Tara Goedjen adores anything mysterious. She is the author of THE BREATHLESS (Delacorte Press, Random House Children’s Books) and NO BEAUTIES OR MONSTERS, forthcoming Fall 2021.
Tara wrote her first story at age ten about children who disappeared at midnight, and she’s been writing fiction ever since. Mostly raised in Alabama, she played college tennis in Iowa and then moved to Alaska and Australia before heading back to the continental US.
While completing grad school, Tara worked as a tennis coach, a yoga instructor, a university writing teacher, and as an editor for a publishing house. These days, when she’s not making up stories, she’s probably chasing after two small monsters or hiking through an enchanted wood while dreaming up her next book. Website | Instagram | Twitter
My thoughts: deserts are weird places, liminal places where things can change suddenly. I drove through the desert from California to Nevada once, my aunt was driving and it was strange. I slept most of the way in the van. Couldn’t touch the windows as the glass gets too hot.

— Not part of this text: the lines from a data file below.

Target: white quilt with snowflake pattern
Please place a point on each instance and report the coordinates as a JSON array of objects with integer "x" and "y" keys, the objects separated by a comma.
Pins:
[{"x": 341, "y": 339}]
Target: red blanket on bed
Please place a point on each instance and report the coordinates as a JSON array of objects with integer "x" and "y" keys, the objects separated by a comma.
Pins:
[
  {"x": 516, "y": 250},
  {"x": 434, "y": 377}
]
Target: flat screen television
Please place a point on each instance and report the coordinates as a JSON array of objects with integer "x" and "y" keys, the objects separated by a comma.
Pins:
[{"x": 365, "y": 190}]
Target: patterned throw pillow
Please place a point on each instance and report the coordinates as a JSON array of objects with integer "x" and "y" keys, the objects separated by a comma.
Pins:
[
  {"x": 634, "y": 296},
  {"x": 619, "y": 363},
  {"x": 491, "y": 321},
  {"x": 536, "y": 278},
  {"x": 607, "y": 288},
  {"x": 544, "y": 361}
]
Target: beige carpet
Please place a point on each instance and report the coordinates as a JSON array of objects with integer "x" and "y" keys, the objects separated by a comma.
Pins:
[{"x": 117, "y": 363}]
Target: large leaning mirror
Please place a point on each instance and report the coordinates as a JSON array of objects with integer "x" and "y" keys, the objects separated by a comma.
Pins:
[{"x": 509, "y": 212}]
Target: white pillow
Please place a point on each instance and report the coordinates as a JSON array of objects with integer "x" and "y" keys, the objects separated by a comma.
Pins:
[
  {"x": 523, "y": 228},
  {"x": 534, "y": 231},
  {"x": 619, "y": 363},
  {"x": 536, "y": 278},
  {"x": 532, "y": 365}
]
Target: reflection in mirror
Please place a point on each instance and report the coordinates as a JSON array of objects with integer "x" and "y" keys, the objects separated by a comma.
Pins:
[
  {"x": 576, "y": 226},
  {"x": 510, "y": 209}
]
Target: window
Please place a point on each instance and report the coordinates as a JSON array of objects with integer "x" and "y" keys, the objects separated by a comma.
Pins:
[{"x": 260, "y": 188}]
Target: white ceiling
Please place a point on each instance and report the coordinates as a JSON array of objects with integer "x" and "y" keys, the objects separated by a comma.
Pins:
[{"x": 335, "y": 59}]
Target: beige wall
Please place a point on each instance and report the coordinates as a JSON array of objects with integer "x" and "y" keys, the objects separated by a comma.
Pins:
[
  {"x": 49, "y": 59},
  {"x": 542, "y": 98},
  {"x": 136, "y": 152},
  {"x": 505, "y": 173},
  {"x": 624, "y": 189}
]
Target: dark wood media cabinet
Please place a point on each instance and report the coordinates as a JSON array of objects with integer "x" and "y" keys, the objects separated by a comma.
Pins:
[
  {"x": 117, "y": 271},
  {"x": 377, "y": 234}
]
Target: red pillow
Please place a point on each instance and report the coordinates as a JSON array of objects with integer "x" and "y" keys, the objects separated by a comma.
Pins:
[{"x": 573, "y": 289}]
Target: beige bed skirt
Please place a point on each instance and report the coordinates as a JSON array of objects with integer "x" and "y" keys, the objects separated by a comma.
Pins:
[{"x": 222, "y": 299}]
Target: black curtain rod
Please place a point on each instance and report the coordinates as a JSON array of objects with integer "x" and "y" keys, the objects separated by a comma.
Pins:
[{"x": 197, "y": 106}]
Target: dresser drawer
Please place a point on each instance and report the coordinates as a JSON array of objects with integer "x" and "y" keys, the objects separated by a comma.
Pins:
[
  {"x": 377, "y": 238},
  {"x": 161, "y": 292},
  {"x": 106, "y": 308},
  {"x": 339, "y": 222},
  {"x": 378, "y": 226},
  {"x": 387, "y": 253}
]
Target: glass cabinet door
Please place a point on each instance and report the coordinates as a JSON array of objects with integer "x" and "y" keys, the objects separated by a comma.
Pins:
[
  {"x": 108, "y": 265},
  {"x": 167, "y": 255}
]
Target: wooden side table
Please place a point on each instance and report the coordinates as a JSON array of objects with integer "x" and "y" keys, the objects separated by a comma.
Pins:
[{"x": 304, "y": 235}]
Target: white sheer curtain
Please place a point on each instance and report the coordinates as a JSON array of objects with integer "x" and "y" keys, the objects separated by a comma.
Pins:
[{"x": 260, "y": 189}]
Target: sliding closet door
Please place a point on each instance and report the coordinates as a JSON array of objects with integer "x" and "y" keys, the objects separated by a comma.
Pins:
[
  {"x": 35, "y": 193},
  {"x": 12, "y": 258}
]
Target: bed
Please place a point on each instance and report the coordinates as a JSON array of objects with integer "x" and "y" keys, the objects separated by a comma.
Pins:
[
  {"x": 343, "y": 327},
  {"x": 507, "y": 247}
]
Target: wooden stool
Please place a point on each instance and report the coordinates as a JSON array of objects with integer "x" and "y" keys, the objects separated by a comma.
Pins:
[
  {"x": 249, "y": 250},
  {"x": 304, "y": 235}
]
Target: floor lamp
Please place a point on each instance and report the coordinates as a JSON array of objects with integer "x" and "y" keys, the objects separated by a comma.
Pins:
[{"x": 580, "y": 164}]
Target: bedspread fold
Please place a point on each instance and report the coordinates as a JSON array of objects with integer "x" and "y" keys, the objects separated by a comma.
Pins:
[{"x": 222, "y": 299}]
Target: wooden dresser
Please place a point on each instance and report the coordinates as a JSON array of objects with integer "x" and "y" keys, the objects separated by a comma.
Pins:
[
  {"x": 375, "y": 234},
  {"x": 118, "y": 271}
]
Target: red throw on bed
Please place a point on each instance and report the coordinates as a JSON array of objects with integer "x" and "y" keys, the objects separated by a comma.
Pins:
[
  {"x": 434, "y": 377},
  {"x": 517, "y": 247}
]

I understood Rylie so much in this book, how weird this huge dry place can be. How it can change so quickly, it’s cold at night as the sand and rocks don’t retain heat. But there’s something even stranger at twentyninepalms, a crossing over place, a world similar to ours but also very different. Rylie’s grandfather knew about it and tried to help those who crossed the line. Now it’s her turn to try to solve the disappearances of so many people once and for all. Luckily she has friends to help her, she’s not alone like her grandpa was.
The writing gives you the same sense of woozy dislocation that Rylie feels, you’re there with her in the desert fog and the odd out of place sense her memory loss creates. It’s cleverly done and keeps you guessing at what’s happening and what role different characters play in it. I really liked Owen too, Rylie’s brother and her anchor, he’s very smart and his constant desire to be with her helps keep her sane.
This was a clever, compelling and occasionally confusing (as it needed to be on the way to some answers) book.

*I was kindly gifted a copy of this book in exchange for taking part in the blog tour but all opinions remain my own.